Without any tone of sarcasm I would like to assert that this story can be a really good Bollywood movie.

At certain places there were grammatical errors I couldn’t figure out whether it was an actual error or a printing mistake but certainly they were so few in number one can easily overlook.

Lastly a nice light read with plenty of efforts put by the author.

Would love to read his next book and wishing him all the best.

Reminiscence – Devika Das

Poetry is when an emotion has found thought and the thought has found words.

Reminiscence by Devika Das is a collection of 25 poems published by Blue Rose Publishers.

My favourite among all of them was ‘Blind window ‘ ( pg 29).

The poems are written in a very easy language with no crisp and fancy words with any lay man being able to relate to it.
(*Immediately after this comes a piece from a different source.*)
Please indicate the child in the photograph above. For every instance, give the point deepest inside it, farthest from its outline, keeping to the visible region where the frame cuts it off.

I learnt it is the poet’s first attempt to writing a poetry collection and she did her job well. Her efforts are well twined with the concepts of everyday that she put into the work.

Some remarks about the book:

The first poem ‘For those at Kargil ‘ reminded me of the poem ‘The eve of Waterloo’ which I had studied in my high school way back some three years ago.

On the other hand the poem ‘ New year ‘ in page 21 seemed less like a poem and more like a new year greeting card straight from some gift shop.

‘ Animal kingdom ‘ is a poem pretty apt for a child just starting to learn about animals.

‘Oh no! Exams again ‘ is very much relatable but could have been more if it would have emphasized on the frustration one goes through during exams.

‘ Farewell ‘ is a lovely poem which makes one feel for the yesteryear’s days.

The one which actually steals the show making the reader inspired and motivated is on page 7 named “Isn’t it true”.

The rest I’ll leave to my dear followers to read and decide which poem they like the best. Do let me know and let us wish the author Congratulations for her first poetry work and All the best for her future.

8 Down Saharanpur Passenger Review

Bella’s rating: ⭐⭐⭐⭐/🌟🌟🌟🌟🌟

Written by Saurabh Kumar this is a pretty good book of short stories of 7 stories. My favourite among the seven is the third story – ‘ Parchayian aur Khamoshi’ (shadows and silence) and the sixth story – ‘ Shappit’ (cursed).

The fifth story Youdhya(warrior) reminded me of a glimpse of the Ramayana when Hanuman meets Lord Rama while on the other hand Shappit reminded me of the famous zombie movie Apocalypse. Parchayian aur Khamoshi touched my heart and was the best written out of all the seven. In this particular story every movement was so clearly defined that one can feel it being done to himself/herself. The clear description of the sounds and the looks give it a cinematic effect.

The main story the fourth in the list after which the book’s title is kept was well written in the beginning but I expected a bit more from the main story and same goes with the first one Aankh k badle aankh (eye for an eye) but what interested me the most in the first one is the use of mercury to murder someone.

Rest I’ll leave for my readers to read and find out what’s engaging in the book and what’s something that I missed but caught your attention.